The rat Ap-B cDNA was initially cloned into the SrfI-digested pPCR-Script vector (Stratagene, La Jolla, USA) to obtain the prAp-B plasmid [29]. Both prAp-B and the pIVEX2.4 expression vector (Roche Diagnostics, Meylan, France) were digested with NcoI and BamHI restriction enzymes.
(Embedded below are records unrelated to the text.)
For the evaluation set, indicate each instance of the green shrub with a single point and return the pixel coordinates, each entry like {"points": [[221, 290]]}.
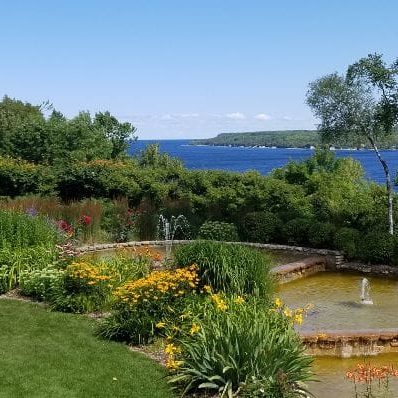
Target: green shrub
{"points": [[19, 177], [260, 226], [244, 348], [320, 234], [377, 247], [296, 231], [348, 240], [229, 268], [15, 261], [217, 230], [41, 283], [22, 230]]}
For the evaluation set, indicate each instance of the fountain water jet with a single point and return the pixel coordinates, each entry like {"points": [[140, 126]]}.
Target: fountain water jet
{"points": [[365, 295], [167, 229]]}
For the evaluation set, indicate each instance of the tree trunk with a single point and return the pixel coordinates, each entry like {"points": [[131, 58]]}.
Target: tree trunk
{"points": [[388, 186]]}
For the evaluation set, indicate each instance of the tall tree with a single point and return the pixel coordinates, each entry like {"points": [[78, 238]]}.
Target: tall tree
{"points": [[117, 133], [362, 103]]}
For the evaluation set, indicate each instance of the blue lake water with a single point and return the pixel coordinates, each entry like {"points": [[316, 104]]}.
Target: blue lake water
{"points": [[261, 159]]}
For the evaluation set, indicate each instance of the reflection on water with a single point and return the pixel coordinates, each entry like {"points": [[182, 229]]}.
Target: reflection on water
{"points": [[337, 305], [336, 301], [331, 372]]}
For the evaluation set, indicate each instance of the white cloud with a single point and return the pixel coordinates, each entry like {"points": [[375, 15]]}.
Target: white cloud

The resulting Ap-B cDNA fragment was isolated, purified (QIAquick gel extraction kit, Qiagen, Hilden, Germany) and ligated (T4 DNA ligase, New England Biolabs, Hertfordshire, England) into the digested pIVEX2.4 plasmid to obtain the pIVEX2.4-Ap-B recombinant plasmid, which was checked by sequencing (Genome Express facilities, Meylan, France).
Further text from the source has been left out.